Last week, I skipped through our foyer not really noticing anyone in particular, when I heard a voice saying ‘Charlie Gunningham!’ I looked up and there was someone I’d not seen in 16 or 17 years (we figured it was the year 2000 or 2001). ‘Are you here now?‘ he asked. ‘Yes, I’m the CEO! Where are you now?‘. And so on. He hardly looked any different, and he said the same of me (obviously, our eyes were worse for wear).
This seems to happen to me all the time, almost everywhere I walk around this fair city. While it could be that everyone is linked by 6 degrees of separation, in Perth I reckon it could be 2.

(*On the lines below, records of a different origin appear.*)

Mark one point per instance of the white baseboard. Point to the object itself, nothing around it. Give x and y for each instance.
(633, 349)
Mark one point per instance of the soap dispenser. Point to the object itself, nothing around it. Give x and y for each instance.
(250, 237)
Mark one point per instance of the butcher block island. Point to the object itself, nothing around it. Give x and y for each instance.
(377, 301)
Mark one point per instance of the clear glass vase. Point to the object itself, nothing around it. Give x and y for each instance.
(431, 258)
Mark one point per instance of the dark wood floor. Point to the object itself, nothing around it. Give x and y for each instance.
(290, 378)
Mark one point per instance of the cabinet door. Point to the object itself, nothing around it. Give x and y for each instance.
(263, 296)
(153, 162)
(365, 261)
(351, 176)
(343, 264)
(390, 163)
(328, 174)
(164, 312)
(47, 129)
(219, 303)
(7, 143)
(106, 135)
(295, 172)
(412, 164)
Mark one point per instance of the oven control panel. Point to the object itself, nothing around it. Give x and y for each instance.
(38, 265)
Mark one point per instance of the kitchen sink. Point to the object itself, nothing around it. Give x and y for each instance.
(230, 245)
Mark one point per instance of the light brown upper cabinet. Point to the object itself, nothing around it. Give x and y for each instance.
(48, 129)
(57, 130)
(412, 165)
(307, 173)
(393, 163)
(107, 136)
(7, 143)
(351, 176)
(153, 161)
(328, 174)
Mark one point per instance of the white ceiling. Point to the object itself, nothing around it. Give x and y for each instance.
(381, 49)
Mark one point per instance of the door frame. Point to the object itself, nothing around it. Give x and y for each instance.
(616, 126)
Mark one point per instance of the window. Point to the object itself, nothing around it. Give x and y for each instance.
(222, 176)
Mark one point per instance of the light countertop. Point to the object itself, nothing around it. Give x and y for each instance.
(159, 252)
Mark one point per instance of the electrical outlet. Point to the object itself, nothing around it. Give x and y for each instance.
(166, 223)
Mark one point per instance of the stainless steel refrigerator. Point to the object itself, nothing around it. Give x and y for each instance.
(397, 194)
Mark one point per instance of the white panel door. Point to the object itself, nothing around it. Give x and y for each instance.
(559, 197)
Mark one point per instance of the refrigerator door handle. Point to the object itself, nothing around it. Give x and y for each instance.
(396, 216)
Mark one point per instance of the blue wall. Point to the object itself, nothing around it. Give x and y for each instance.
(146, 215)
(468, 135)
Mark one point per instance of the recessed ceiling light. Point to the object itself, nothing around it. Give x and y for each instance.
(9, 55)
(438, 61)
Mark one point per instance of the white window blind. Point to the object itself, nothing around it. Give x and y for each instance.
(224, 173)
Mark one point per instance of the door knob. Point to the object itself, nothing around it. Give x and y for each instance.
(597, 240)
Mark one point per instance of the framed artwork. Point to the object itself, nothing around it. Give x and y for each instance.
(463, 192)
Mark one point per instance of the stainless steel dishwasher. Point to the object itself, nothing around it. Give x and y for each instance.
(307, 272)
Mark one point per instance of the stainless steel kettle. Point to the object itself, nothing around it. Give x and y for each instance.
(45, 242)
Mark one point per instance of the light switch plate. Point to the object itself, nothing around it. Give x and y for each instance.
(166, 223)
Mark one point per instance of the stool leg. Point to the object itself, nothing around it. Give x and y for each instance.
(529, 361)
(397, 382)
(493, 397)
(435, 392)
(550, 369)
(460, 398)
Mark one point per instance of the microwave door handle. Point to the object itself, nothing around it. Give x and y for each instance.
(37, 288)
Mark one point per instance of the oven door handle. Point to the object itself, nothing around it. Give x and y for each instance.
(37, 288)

Try this at your next business networking event. Go up to someone you do not know, and introduce yourself, asking them why they’re there. Once you start chatting, you will probably find that, unless they are totally new to Perth, you have a common acquaintance. It’s something I like about this place. While the population may have ticked over 2 million, it still has a ‘smallness’ about it. Almost everyone seems close.
Another important element to this is you simply cannot afford to burn any bridges. Ever. There’s no point (even if you never see them again) getting in a strop, or being rude, or getting flustered, with anyone, at anytime, no matter how unreasonable they are.
I’ve had people be extremely rude to me over the years, and have been subject to things in business that I would not wish on anyone, but it’s always better to raise your chin, let it run off you like water off a duck’s back. In the main, people are good, not greedy. People want to do the right thing. But there are exceptions. And I find it odd that they do not have the emotional intelligence or self awareness to understand what they are doing, and what others think of them.
Someone I’ve known for years thinks he’s God’s gift to business, and he’s had some success (to which he should be justifiably proud), yet the way he acts puts people off, even those who know him well. His reputation is poor, and people tend to steer clear, or do that eye roll thing when his name is mentioned. People who do not know I know him, tell me things about him. He has no idea people think of him this way.
Reputations are made very slowly, and can be ruined quickly.
Those that seek to take short cuts to grab a goal themselves will never get the long term prize. In Perth, or anywhere, it’s simply not worth behaving badly. Everyone knows someone who knows you. It’s 2 degrees. Tred carefully, do the right thing and more good things will be returned to you.
That guy I bumped into in the foyer? As it happens he was there to listen to a proposal from our sales team. How I behaved 16 or 17 years ago with him may just help get a deal over the line this month. What goes around, comes around.